The second reason is that quantitative easing makes more capital available to businesses at lower rates. This allows them to swap high-cost debt for low-cost debt and buy back stock — improving their earnings per share and driving up the value of the remaining stock.”

The most basic measure of a stock, or the stock markets as a whole, is the “price/earnings ratio.” The P/E ratio is a company’s yearly profit divided by the price of one share. As of January 14, the P/E ratio for the S&P 500, the standard barometer, was at about 19.5 and has been rising steadily the past couple of years. A handful of times in history, the P/E ratio has risen above 20, only to crash each time. The historical average is 14.5 — meaning that stocks are currently overvalued.

Stock prices have become unmoored from underlying economic conditions — and are frequently pure speculation.

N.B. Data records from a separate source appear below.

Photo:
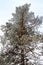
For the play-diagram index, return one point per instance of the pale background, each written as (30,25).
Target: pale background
(7,7)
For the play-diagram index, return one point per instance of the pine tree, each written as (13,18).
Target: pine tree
(20,36)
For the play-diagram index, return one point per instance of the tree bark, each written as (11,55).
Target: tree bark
(22,57)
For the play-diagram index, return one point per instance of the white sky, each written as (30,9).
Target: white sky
(7,7)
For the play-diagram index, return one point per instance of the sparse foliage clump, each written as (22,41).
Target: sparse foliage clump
(19,34)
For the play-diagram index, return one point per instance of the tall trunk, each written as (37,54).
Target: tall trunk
(22,57)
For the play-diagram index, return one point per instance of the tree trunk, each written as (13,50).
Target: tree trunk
(22,57)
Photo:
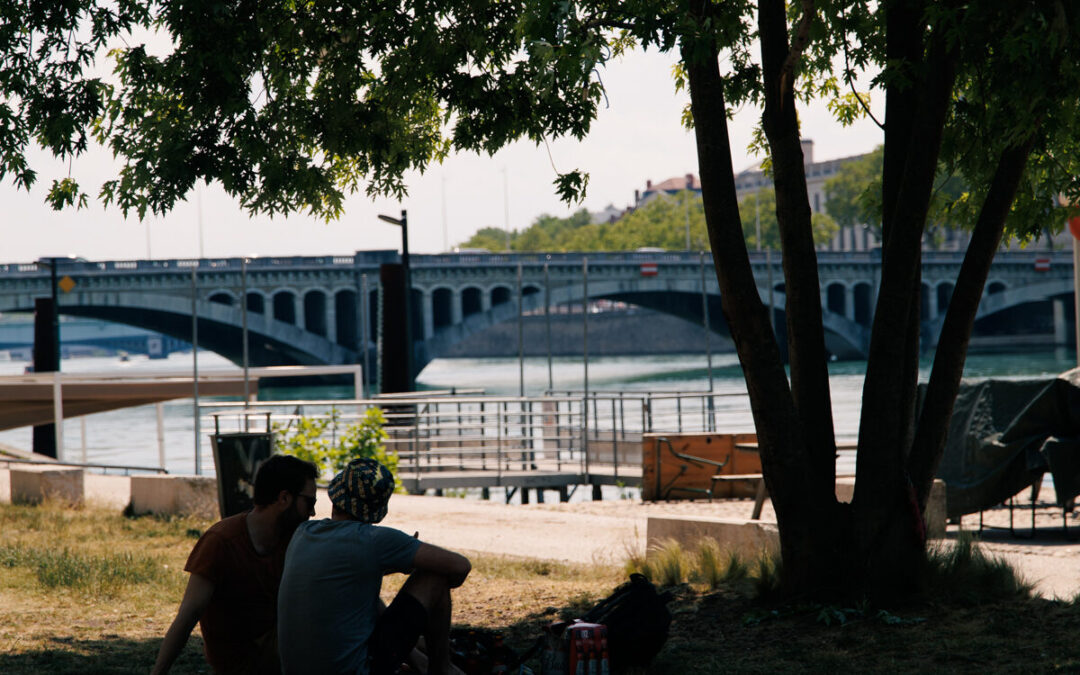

Most trading is done through computer programs, often with a stock bought and sold in fractions of a second to take advantage of quick pricing changes, and increasingly exotic derivatives to draw in ever more speculative money by the wealthy who are awash in far more money that can possibly invest rationally.

Wall Street’s party will wind down as slowly and gently as the Federal Reserve can manage, and it may yet reverse itself and continue its quantitative-easing program. As of the end of December 2013, the Fed has spent a total of $3.7 trillion over five years on quantitative easing and the Bank of England has committed £375 billion to its quantitative easing.

How much could these enormous sums of money have benefited working people had this money instead been used to create jobs directly or for productive social investment? And these barrels of money thrown to financiers are merely the latest tranches — the U.S., E.U., Japan and China committed 16.3 trillion dollars in 2008 and 2009 alone on bailouts of the financiers who brought down the global economy and, to a far smaller extent, for economic stimulus. For the rest of us, it’s been austerity and mounting inequality.

Going beyond the obvious question of why such absurdly one-sided policies should be tolerated, it also necessary to ask: Why do we continue to believe an economic system that requires such massive subsidies “works”?